Quando eu me tornei mãe, alguma coisa no meu cérebro mudou. Na gravidez demorei a me acostumar com as mudanças no meu corpo, me sentia enorme, desajeitada, mas exibia o barrigão com o maior orgulho do mundo. Tinha medo do parto, medo de amamentar, medo, medo, medo. E quando o bebê chegou, todos aqueles medos foram transformados em insegurança na prática. Eu não sabia ouvir minha intuição ainda, nem sabia que tinha esse nome aquele sentimento que eu insistia em contrariar. Tive saudade da barriga, de ser o centro das atenções, de ganhar comida de presente, de ser elogiada diariamente. As primeiras semanas... ah, as primeiras semanas... O bebê, aquele serzinho encantador pelo qual eu daria a vida desde o primeiro ultrassom, não saia do circuito acorda-chora-mama-dorme-acorda-chora-mama-dorme, e eu exausta e culpada por ter vontade de chorar junto com ele. A tristeza profunda e a alegria extasiante se misturavam de um jeito que eu tinha certeza que estava ficando louca. A ocitocina saindo pelos poros tornava a vida muito mais colorida, mas logo vinha a vontade de chorar até acabar as lágrimas.

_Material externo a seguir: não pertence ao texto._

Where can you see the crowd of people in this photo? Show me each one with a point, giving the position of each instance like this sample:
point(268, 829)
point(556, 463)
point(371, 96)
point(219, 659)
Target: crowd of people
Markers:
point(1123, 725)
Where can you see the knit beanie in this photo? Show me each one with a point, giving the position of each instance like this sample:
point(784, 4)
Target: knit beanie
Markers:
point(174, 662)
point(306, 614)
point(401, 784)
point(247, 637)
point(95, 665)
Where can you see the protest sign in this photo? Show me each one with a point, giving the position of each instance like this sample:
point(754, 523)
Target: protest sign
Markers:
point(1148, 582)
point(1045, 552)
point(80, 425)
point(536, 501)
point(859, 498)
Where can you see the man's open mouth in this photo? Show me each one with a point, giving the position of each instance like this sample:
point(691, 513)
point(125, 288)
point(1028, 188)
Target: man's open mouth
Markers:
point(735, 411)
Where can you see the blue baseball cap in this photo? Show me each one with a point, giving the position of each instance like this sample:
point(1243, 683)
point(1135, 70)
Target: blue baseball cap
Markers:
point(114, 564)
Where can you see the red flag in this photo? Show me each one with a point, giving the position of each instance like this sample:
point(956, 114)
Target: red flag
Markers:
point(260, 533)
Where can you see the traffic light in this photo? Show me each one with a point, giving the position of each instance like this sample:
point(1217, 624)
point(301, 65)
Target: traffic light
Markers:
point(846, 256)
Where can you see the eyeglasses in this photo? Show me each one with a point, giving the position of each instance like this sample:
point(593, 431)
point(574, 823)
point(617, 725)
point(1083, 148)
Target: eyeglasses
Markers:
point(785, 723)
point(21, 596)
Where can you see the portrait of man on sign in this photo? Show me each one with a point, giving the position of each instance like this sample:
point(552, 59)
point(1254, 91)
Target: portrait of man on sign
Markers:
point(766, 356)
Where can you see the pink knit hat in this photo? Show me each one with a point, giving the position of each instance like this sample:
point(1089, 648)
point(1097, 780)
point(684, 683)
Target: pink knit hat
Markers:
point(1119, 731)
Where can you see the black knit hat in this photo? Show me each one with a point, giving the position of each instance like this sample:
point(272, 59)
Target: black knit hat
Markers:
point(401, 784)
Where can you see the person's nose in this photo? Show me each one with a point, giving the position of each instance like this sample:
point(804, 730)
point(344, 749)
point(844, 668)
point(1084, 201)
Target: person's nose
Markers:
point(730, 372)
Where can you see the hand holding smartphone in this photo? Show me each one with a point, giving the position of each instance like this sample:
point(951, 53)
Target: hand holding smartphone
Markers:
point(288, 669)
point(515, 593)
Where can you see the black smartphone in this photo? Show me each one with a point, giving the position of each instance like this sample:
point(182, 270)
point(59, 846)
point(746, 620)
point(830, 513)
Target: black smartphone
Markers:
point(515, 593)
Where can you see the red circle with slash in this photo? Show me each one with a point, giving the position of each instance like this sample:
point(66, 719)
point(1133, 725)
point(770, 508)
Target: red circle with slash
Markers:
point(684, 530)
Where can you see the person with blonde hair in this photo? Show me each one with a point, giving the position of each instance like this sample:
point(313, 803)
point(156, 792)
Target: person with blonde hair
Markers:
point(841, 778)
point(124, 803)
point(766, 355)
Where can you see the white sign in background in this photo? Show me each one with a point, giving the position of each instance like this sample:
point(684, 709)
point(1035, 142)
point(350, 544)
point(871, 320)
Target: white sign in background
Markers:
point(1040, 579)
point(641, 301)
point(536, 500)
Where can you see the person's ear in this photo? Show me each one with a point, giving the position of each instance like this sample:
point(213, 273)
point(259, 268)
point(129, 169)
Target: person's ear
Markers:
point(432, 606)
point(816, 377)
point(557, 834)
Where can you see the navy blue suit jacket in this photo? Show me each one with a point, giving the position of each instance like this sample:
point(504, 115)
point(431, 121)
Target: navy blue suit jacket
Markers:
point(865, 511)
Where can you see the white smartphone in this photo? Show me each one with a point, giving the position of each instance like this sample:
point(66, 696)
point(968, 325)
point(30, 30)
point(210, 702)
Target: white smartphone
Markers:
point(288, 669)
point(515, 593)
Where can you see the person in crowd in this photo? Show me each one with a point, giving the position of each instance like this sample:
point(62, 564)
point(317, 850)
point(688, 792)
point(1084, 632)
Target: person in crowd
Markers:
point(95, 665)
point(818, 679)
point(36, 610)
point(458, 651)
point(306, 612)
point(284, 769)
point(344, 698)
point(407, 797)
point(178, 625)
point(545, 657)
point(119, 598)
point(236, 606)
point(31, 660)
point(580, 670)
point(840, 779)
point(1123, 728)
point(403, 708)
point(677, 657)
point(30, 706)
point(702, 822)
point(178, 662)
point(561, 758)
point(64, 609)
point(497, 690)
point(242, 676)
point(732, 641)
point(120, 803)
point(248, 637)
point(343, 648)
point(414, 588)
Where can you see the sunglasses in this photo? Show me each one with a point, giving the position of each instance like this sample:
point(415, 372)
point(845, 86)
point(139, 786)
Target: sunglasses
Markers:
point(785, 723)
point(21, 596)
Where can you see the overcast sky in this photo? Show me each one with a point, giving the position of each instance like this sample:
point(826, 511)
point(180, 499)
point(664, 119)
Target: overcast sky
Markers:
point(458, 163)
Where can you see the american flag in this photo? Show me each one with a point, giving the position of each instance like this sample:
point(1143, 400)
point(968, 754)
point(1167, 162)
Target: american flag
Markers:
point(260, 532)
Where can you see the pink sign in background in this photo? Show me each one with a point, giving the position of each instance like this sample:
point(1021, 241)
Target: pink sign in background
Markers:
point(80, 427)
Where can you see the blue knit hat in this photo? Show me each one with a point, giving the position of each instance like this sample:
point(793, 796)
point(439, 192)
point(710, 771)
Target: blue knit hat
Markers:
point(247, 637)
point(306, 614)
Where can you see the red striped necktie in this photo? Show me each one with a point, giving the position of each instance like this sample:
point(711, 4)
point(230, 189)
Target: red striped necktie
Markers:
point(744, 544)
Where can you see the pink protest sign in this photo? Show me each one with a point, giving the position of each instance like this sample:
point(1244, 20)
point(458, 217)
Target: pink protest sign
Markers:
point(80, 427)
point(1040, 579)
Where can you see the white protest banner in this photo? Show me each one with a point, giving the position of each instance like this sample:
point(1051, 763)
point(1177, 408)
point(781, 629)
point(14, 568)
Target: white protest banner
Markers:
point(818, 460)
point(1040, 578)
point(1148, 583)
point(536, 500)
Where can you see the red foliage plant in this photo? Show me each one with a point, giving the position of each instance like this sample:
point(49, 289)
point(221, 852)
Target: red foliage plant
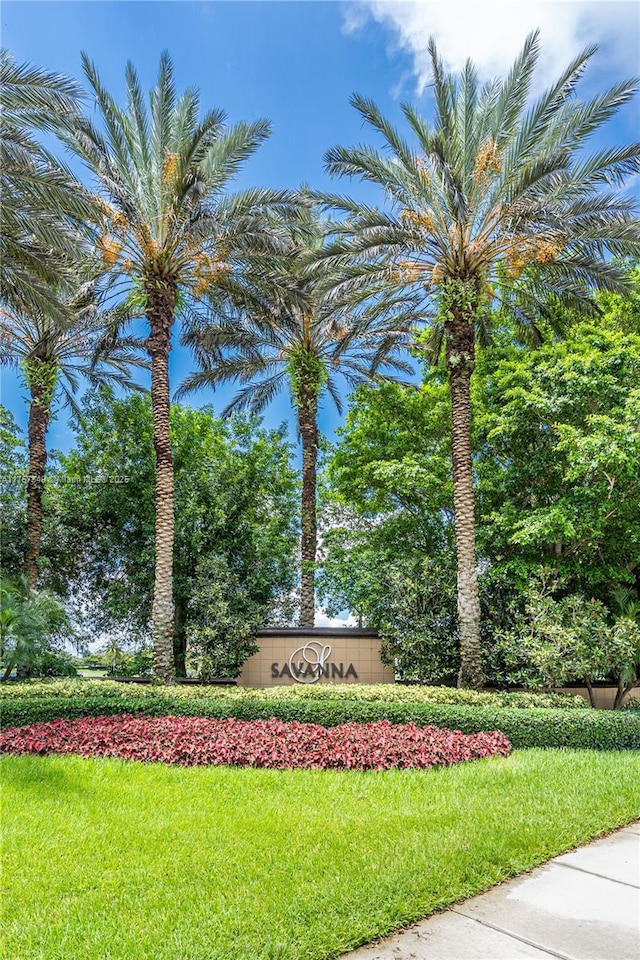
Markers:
point(196, 741)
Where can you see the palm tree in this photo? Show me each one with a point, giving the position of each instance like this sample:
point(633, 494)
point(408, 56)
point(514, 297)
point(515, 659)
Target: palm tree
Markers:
point(43, 205)
point(496, 187)
point(285, 328)
point(170, 233)
point(70, 338)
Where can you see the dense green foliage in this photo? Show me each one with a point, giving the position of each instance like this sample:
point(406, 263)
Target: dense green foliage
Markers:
point(562, 637)
point(525, 726)
point(234, 555)
point(61, 689)
point(557, 461)
point(32, 624)
point(219, 863)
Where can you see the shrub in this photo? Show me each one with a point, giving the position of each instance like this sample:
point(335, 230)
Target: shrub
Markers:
point(386, 693)
point(195, 741)
point(525, 727)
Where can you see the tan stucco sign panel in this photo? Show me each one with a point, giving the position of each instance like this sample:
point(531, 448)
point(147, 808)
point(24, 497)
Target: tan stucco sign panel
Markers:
point(287, 659)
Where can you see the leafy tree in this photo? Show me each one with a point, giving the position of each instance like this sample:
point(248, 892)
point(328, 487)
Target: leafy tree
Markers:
point(557, 467)
point(53, 348)
point(286, 330)
point(44, 208)
point(235, 492)
point(30, 623)
point(558, 462)
point(170, 233)
point(564, 638)
point(500, 190)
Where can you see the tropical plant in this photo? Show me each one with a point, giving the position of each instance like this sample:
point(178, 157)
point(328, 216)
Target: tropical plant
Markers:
point(286, 329)
point(170, 233)
point(567, 638)
point(54, 347)
point(29, 620)
point(236, 495)
point(499, 190)
point(44, 207)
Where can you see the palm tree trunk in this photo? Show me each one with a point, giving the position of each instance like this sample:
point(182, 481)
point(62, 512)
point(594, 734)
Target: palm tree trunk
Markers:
point(39, 415)
point(161, 302)
point(460, 354)
point(308, 426)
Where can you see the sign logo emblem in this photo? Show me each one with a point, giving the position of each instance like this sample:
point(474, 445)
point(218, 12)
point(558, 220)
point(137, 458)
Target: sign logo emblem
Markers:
point(306, 664)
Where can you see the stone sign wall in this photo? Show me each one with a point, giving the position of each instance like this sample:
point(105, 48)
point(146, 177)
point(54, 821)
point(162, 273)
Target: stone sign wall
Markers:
point(290, 656)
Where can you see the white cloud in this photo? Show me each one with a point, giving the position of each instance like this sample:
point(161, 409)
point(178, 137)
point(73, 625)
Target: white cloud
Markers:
point(322, 620)
point(491, 32)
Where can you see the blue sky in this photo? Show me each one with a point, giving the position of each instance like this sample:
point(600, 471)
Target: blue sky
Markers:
point(297, 64)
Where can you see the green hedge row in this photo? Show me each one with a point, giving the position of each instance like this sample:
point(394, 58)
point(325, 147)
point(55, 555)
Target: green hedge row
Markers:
point(575, 729)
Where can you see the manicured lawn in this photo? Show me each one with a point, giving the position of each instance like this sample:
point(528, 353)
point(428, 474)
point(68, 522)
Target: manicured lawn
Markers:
point(109, 860)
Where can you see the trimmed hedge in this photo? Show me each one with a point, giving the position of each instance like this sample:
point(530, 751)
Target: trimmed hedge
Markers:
point(388, 693)
point(574, 729)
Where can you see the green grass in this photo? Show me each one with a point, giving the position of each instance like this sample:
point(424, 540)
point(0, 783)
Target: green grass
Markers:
point(107, 860)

Alguém em algum momento me disse que pra ser mãe a gente tem que deixar morrer uma parte de nós pra deixar nascer outra. E que temos o direito de chorar essa perda, chorar de saudade da pessoa que fomos, saudade das noites inteiras que dormíamos, saudade de ser dona do nosso tempo, saudade da sensação de liberdade. Mas a pessoa que está nascendo agora é muito mais forte, mais madura, mais inteira. Logo a saudade daquela que se foi vai embora e o que fica são só pequenas lembranças de um tempo que você não quer mais que volte, por melhor que tenha sido. Eu agora sou outra pessoa, uma pessoa que não se encaixa mais naquela vida. 
E é sobre essa nova vida que vou escrever aqui. Sobre minhas experiências como mãe, minhas opiniões, minhas expectativas e meus resultados.